## Toucan AI mini-project: Question Classifier

In [2]:
import spacy 
nlp = spacy.load('en_core_web_sm')

In [5]:
import nltk
nltk.download('punkt')

I am building the question classifier based on heuristics. I am using 4 conditions:

1) Whether first word of the sentence is any of the interogative words

2) Whether the sentence contains '?' mark

3) Whether the second word or the last word of the sentence is any of the wh_words 

4) If the sentence contains 'what':
   - Check for ',' and '.' before 'what' using spacy & pos_tags; 
   - Check for prepositions and past tense of verbs before 'what' using spacy & pos_tags

The list of POS tags is as follows, with examples of what each POS stands for:

- **CC** coordinating conjunction
- **CD** cardinal digit
- **DT** determiner
- **EX** existential there (like: “there is” … think of it like “there exists”)
- **FW** foreign word
- **IN** preposition/subordinating conjunction
- **JJ** adjective ‘big’
- **JJR** adjective, comparative ‘bigger’
- **JJS** adjective, superlative ‘biggest’
- **LS** list marker 1
- **MD** modal could, will
- **NN** noun, singular ‘desk’
- **NNS** noun plural ‘desks’
- **NNP** proper noun, singular ‘Harrison’
- **NNPS** proper noun, plural ‘Americans’
- **PDT** predeterminer ‘all the kids’
- **POS** possessive ending parent’s
- **PRP** personal pronoun I, he, she
- **PRP** possessive pronoun my, his, hers
- **RB** adverb very, silently,
- **RBR** adverb, comparative better
- **RBS** adverb, superlative best
- **RP** particle give up
- **TO**, to go ‘to’ the store.
- **UH** interjection, errrrrrrrm
- **VB** verb, base form take
- **VBD** verb, past tense took
- **VBG** verb, gerund/present participle taking
- **VBN** verb, past participle taken
- **VBP** verb, sing. present, non-3d take
- **VBZ** verb, 3rd person sing. present takes
- **WDT** wh-determiner which
- **WP** wh-pronoun who, what
- **WP** possessive wh-pronoun whose
-  **WRB** wh-abverb where, when

In [6]:
# List of interogative words
interogative_words = ["who", "where", "why", "when", "what", "which", "how", "whose", "whom", 
                      "do", "does", "did", "am", "is", "are", "was", "were", "have", "has", 
                      "had", "can", "could", "shall", "should", "may", "will", "didn't",
                      "doesn't", "haven't", "isn't", "aren't", "can't", "couldn't"," wouldn't",
                      "won't", "shouldn't", "weren't", "wasn't", "haven't", "hasn't", "hadn't"]

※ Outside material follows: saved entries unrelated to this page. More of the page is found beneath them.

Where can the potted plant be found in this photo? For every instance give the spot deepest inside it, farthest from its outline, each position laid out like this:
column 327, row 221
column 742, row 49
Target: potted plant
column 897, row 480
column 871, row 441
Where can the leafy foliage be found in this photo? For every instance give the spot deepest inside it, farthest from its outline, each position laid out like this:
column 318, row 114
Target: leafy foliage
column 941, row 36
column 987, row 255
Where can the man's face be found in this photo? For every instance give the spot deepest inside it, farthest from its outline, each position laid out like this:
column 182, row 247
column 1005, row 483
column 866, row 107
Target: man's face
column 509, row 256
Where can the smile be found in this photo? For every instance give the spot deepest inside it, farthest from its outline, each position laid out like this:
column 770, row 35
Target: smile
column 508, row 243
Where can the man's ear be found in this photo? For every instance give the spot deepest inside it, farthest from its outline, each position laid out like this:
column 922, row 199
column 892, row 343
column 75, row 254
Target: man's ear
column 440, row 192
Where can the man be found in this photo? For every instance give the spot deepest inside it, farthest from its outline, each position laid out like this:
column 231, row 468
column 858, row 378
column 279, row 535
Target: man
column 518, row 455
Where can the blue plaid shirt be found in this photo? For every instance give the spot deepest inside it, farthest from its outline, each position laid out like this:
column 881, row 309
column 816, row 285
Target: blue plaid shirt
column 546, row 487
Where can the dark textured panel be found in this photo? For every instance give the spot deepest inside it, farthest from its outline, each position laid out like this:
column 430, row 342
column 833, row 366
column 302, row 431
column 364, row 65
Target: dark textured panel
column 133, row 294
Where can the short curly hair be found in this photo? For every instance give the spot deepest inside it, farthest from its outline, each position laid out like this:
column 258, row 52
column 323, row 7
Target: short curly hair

interogative_words = set(interogative_words)

# List of wh-words
wh_words = ["who", "where", "why", "when", "what", "which", "whose", "whom"]
wh_words = set(wh_words)

In [7]:
def get_double_tags(sentence):
    """
    This function extracts the set of POS-tag doubles from the sentence
    """
    list_of_double_tags = []
    t1 = nlp(sentence)

    pos = [word.tag_ for word in t1]

    n = len(pos)
    for i in range(n-1):
        t = "-".join(pos[i:i+2])
        list_of_double_tags.append(t)

    return list_of_double_tags

In [11]:
def QuestionClassifier(sentence):
    """
    This function first tokenizes the sentence. And then applies rules to 
    check whether a sentence is a question or not
    """
    tokens = nltk.word_tokenize(sentence.lower())
  
  # check if first word of the sentence is any of the interogative words
    if tokens[0] in interogative_words.intersection(tokens):
        ans = 1

    # check if the sentence contains '?' mark
    elif "?" in tokens:
        ans = 1

    # for sentences like 'In which case did a German man claim....' &
    # 'One of FIS' agenda items was to force women to start doing what'
    elif tokens[1] in wh_words.intersection(tokens) or tokens[-1] in wh_words.intersection(tokens):
        ans = 1

    # check if the sentence contains 'what', except the first, second & last word
    elif 'what' in tokens[2:-2]:
        double_tags = get_double_tags(sentence)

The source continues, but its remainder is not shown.